Walking in line with the night fox.

Words can hurt. Actions kill. But I've done nothing to make the world doubt. I've been trying to show that you're a king. Today I feel as though you could give a shit. Small cuts, little comments ... I dont deserve to be treated like a bitch. I'm your equal - why would you do that to me ?. Why do I need to feel like such an asshole when I make a different plan. Why do you need to call other men sexy? , what's the need for this confusion. God I just long for an easy interaction. I long to be honest, real and drama free.

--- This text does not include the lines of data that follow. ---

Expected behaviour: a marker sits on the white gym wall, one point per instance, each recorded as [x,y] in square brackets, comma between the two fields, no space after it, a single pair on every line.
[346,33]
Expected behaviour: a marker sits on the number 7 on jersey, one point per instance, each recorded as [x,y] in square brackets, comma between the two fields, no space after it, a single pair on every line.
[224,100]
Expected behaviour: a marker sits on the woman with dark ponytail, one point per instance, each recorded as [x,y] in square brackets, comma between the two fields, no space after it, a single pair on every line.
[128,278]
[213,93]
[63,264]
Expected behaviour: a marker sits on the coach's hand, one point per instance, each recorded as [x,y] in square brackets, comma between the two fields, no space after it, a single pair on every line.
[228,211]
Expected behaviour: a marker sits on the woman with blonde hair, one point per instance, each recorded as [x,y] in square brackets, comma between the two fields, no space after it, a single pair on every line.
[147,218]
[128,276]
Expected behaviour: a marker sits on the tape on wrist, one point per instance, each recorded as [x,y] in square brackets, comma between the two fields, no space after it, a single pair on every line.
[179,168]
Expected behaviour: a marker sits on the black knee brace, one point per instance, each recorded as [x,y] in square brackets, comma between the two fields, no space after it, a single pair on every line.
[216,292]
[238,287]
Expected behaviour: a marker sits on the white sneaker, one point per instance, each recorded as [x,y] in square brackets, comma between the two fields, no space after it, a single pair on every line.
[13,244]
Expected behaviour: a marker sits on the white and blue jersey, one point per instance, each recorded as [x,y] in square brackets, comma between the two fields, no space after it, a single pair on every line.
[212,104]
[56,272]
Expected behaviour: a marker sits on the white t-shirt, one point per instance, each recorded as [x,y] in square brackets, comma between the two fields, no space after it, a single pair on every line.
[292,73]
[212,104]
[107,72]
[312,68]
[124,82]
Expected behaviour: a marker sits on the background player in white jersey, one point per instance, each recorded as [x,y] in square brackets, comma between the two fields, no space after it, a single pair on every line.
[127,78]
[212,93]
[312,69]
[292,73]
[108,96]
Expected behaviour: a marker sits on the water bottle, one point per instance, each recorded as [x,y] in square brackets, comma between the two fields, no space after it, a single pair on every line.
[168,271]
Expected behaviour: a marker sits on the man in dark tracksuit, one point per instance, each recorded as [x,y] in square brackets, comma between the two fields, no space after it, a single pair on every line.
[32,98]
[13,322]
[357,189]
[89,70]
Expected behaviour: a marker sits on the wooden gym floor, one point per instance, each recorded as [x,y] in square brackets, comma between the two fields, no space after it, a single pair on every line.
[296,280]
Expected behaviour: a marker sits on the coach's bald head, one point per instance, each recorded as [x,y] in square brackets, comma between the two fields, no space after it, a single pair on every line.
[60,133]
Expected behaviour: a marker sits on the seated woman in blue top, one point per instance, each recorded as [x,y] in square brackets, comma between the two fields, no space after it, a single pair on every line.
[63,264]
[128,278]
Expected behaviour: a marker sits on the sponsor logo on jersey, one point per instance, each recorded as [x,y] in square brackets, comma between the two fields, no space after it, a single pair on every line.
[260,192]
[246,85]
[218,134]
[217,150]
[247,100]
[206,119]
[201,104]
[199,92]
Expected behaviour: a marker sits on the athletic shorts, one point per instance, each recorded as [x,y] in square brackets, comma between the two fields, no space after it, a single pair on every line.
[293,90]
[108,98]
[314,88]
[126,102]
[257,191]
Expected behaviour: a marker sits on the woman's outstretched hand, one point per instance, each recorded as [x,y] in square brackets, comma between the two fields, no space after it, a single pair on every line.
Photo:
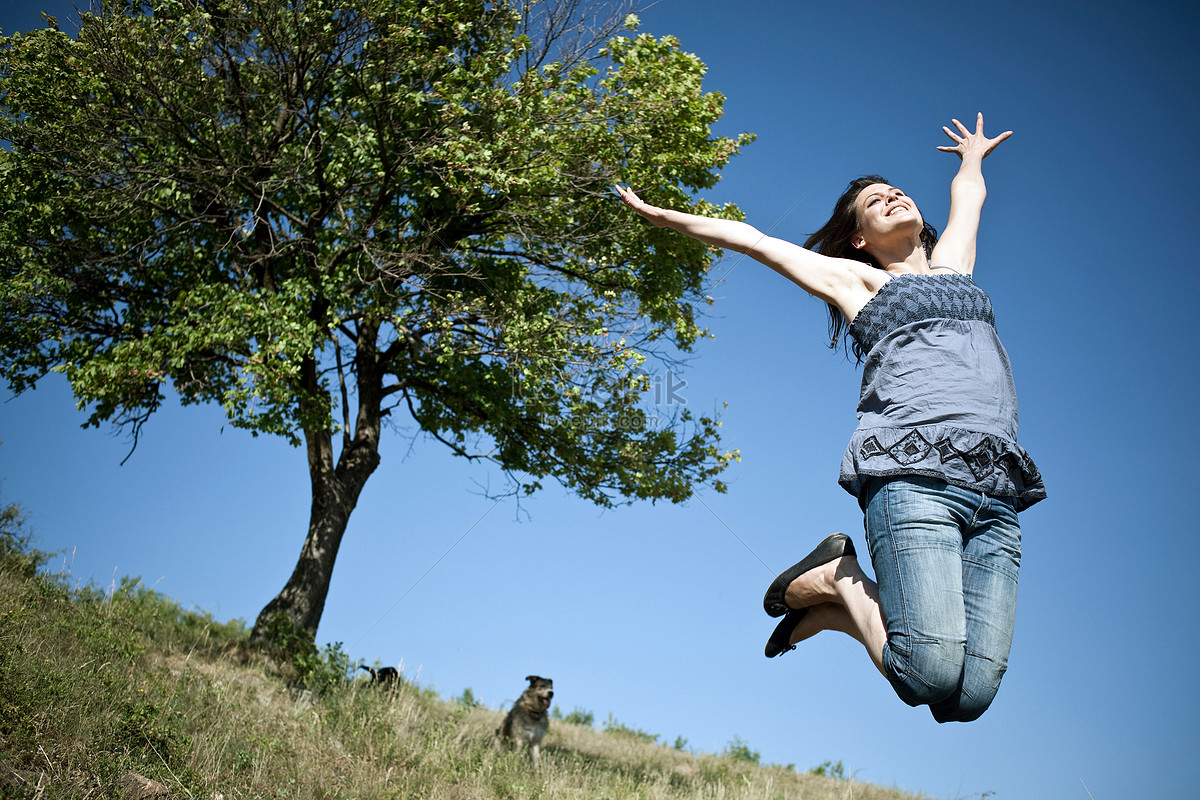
[653,214]
[972,144]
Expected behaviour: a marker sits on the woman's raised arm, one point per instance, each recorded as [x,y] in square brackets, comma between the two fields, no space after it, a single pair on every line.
[957,246]
[843,282]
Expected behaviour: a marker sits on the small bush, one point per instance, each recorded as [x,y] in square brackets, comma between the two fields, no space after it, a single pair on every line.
[577,716]
[828,769]
[611,726]
[739,751]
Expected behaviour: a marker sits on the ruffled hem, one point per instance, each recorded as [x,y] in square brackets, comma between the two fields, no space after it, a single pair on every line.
[984,462]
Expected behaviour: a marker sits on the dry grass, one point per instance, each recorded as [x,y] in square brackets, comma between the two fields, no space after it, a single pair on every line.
[99,685]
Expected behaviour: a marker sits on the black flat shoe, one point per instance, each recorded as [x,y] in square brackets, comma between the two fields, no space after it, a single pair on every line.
[779,642]
[833,547]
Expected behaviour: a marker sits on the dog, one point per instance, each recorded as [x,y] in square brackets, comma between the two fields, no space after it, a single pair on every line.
[528,719]
[385,675]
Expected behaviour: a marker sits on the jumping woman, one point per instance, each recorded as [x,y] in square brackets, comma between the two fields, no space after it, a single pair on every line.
[934,462]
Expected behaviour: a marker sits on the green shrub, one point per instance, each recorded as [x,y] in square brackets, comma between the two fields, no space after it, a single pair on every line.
[611,726]
[739,751]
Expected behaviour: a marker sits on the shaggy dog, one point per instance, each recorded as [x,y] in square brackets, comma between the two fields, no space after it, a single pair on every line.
[382,675]
[529,717]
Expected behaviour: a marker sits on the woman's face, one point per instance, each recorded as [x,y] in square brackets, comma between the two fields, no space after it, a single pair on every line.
[885,212]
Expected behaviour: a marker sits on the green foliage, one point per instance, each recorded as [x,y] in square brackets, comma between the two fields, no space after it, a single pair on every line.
[316,669]
[99,685]
[831,769]
[576,716]
[739,751]
[17,553]
[401,204]
[611,726]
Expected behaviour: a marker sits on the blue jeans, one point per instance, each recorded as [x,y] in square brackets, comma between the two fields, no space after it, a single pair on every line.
[946,563]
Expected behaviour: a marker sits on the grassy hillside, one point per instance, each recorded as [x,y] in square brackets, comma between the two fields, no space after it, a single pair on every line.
[123,693]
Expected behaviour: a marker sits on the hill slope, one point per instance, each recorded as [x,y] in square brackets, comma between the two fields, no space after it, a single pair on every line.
[123,693]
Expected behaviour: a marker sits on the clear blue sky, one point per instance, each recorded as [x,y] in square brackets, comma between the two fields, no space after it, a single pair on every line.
[653,613]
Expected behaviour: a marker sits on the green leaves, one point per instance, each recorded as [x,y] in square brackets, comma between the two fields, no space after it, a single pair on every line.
[289,208]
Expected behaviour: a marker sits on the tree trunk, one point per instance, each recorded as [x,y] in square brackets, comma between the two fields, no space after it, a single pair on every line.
[303,599]
[335,492]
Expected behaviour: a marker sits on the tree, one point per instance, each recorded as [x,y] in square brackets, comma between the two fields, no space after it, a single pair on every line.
[323,212]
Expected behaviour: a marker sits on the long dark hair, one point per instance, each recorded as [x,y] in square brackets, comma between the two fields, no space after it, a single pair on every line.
[833,239]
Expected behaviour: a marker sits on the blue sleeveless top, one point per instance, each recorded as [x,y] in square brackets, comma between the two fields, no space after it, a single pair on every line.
[937,396]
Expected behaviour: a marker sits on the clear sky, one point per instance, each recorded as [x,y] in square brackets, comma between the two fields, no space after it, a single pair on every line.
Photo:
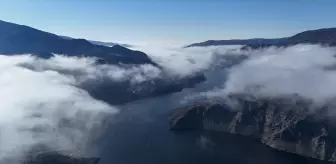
[170,21]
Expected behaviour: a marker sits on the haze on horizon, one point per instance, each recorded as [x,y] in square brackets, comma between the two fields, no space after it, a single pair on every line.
[175,22]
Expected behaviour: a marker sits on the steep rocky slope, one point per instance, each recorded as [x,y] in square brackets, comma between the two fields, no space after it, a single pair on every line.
[290,124]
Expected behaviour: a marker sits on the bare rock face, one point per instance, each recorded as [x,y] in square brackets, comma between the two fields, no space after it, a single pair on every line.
[290,124]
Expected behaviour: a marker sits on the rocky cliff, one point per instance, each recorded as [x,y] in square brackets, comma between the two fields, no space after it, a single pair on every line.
[290,124]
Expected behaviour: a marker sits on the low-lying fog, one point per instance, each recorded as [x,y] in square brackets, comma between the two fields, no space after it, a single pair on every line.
[44,101]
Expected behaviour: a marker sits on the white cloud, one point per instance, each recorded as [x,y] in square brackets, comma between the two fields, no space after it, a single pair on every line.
[43,107]
[302,69]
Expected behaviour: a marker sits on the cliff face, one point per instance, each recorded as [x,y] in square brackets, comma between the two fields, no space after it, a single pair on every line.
[289,124]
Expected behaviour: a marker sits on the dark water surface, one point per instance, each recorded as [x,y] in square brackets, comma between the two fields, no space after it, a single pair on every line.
[140,134]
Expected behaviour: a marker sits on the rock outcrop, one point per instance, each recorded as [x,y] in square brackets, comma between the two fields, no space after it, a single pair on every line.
[290,124]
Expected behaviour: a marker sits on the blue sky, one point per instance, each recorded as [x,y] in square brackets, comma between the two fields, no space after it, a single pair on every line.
[170,21]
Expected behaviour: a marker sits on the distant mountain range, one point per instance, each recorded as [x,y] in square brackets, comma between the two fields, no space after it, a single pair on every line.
[320,36]
[20,39]
[107,44]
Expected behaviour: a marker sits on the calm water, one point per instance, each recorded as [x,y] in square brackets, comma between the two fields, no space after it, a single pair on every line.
[140,134]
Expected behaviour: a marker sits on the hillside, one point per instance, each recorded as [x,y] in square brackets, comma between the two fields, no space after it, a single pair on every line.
[20,39]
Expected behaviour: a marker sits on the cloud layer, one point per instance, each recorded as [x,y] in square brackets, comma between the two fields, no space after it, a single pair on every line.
[43,108]
[305,70]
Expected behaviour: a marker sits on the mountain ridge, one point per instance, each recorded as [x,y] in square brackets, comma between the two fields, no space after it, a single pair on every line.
[22,39]
[317,36]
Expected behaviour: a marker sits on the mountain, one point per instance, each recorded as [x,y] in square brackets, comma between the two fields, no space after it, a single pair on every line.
[107,44]
[235,42]
[289,123]
[320,36]
[20,39]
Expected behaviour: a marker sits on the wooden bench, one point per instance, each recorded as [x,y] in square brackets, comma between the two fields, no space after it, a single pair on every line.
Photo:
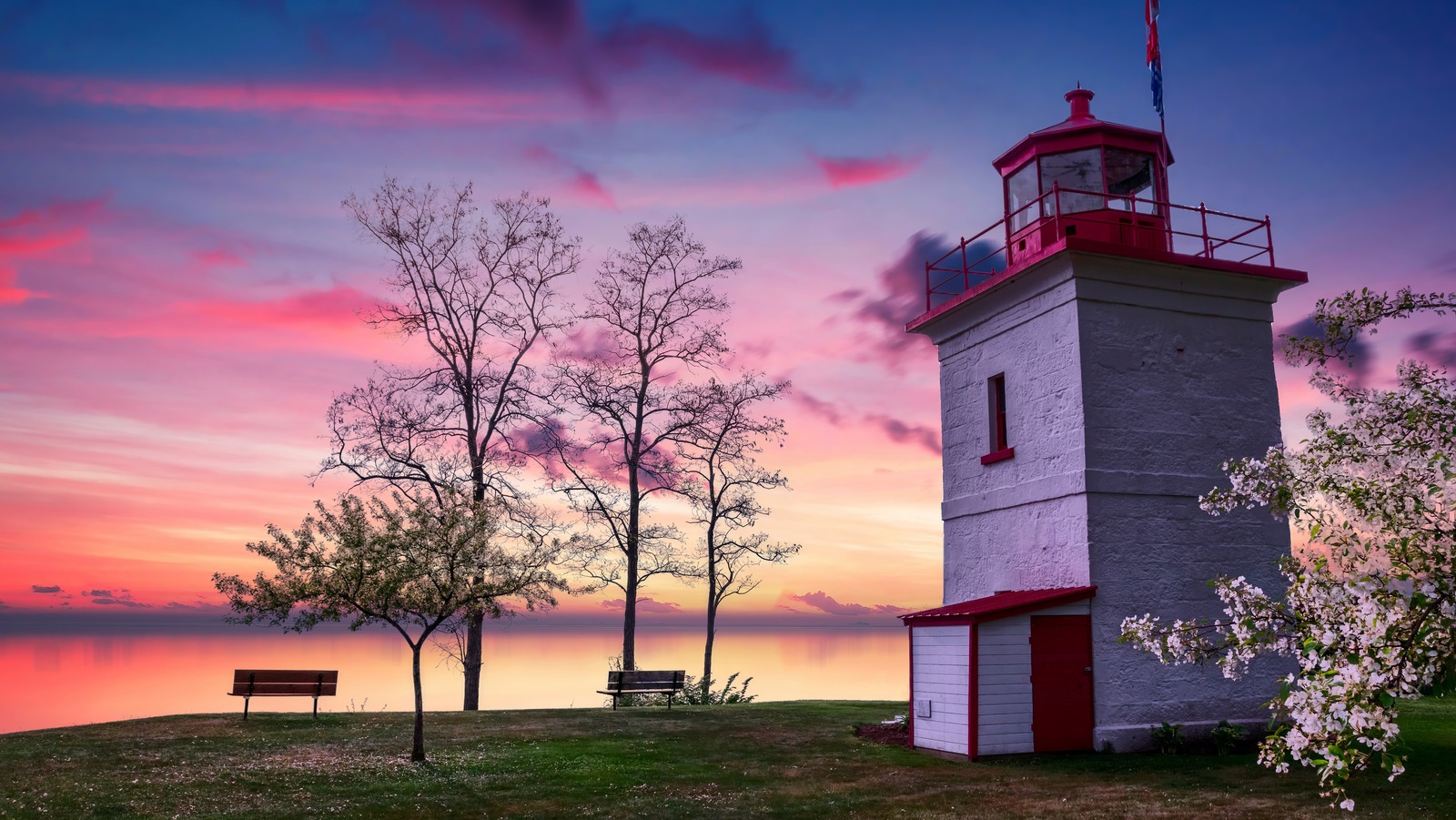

I'd give you everything ... I'd give you my all. I dont doubt you, I just don't understand why your words hurt me so. I would never try to hurt you; so why do you comment under your breath, laugh and not tell me why, stare and pretend not to lust?. Are you trying to keep me in check? are you trying to scare me?. Why ... why .... why, I'm not going anywhere. Do you want this too? .... why do I fear. I HATE THIS FUCKING FEAR. It wont leave me ... I need support. I dont know where to find it when I feel like I am being punished through short conversation and un defined commentery. Am I too much ?, am I a fucking idiot ? .... what is wrong with me. I feel hurt, sad and ofcourse because what else is new .... worried.

Sometimes I just need a support to know that I'm doing everything okay, and that I'm not walking in this line with a night fox. Am I just a meantime boy until prince charming comes your way ?.

So my heart's on my sleeve again ... threads are frayed. Split ends are showing .... I'm a mess.